Assume there's a WebAPI of type { "/user": ((id: string, k: number) => User) | (() => User[]) }. For some reason, it is represented this way rather than function overloading. Then how can I utilize this union of function to reach the same effect of overloading?

That is, assume there's a function getUser: ApiFunc<"/user">, then the expectation is:

getUser(); // returns User[]
getUser("123456", 1); // returns User

One approach I tried is:

type ApiParams<Api> = Api extends (...args: infer P) => any ? P : never;

type ApiReturn<Api, Params extends any[]> = Api extends (...args: Params) => infer R ? R : never

type ApiFunc<Url extends keyof Apis> = <
        Params extends ApiParams<Apis[Url]>,
    >(url: Url, ...args: Params) => ApiReturn<Apis[Url], Params>;

Here, I rely on the params pattern matching to reduce the union type.

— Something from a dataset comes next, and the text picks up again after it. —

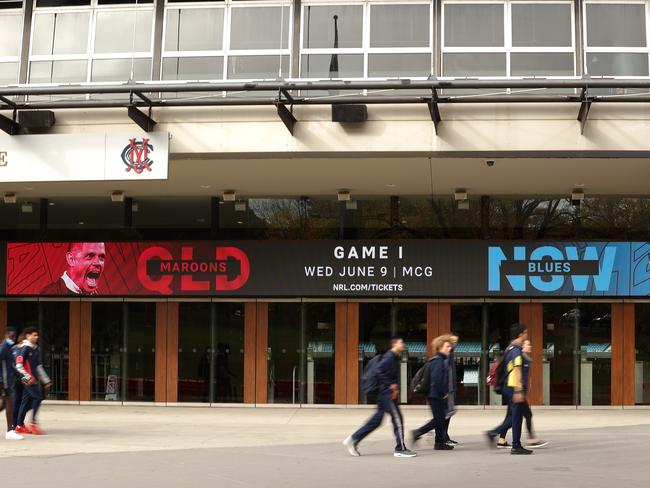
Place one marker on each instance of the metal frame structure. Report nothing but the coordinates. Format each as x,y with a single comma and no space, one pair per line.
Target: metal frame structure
289,93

That is to say, in ApiReturn, if Params = [string, number], Api = Apis["/user"], then there is

((id: string, k: number) => User) | (() => User[]) extends (...args: [string, number]) => infer R ? R : never
<=>
((id: string, k: number) => User) extends (...args: [string, number]) => infer R ? R : never |
(() => User[]) extends (...args: [string, number]) => infer R ? R : never
<=>
User | never 
<=>
User

However, since () => User[] is assignable to (...args: [string, number]) => infer R ? R : never, it will return User[] rather than never......

So, is there alternative to convert union of function type to the same effect of function overloading?

(Seems like this is a question that should turn to StackOverflow...)